Mr.Isaiah Cabañero is a graduate of Community Development at the University of the Philippines – Diliman, working with communities and volunteer organizations which gained him experience in community organizing and people-centered participatory project development. He is currently working hand-in-hand with local coffee farming ati communities in Iloilo.
Ms. Ruby Descalzo is a recent graduate of the Ateneo de Manila University, with a degree in Environmental Science and a minor in Cultural Heritage Studies. She previously served as the President of Baybayin Ateneo, a Filipino cultural student organization. She is currently under the mentorship of Claudia Montero, and will be working with Dr. John Peterson as part of her internship.

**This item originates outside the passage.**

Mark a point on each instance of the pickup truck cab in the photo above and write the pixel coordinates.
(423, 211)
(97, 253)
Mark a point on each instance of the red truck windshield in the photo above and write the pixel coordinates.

Mr. Gio Abcede is a graduating BS Architecture student from De La Salle University, College of Saint Benilde. He has worked with One/Zero Design Co. on the Maestranza Creative Quarters project and collaborated with Digiscript Philippines Inc. with mapping presentations for the Intramuros Cultural Management Plan. He is also a core member and graphic designer for the Heritage Conservation Society. He is currently working closely with the Architecture Committee of ICOMOS Philippines, under the tutelage of Dominic Galicia.
Dr. Victor Venida, ICOMOS Philippines member, completed his M.Sc. in economics at the London School of Economics and a PhD in economics at New York University. He completed a specialist course in International Economics, Trade and Finance at the Instituto Nacional de Administracion Publica at Alcala de Henares, Spain. Currently e is a Professor with the Department of Economics and a Lecturer with the European Studies Program, Development Studies Program and the Law School of Ateneo de Manila University.
“Project Alexandria ”, is scheduled this Monday, September 28, 2020, 6:00 PM (Philippine Standard Time).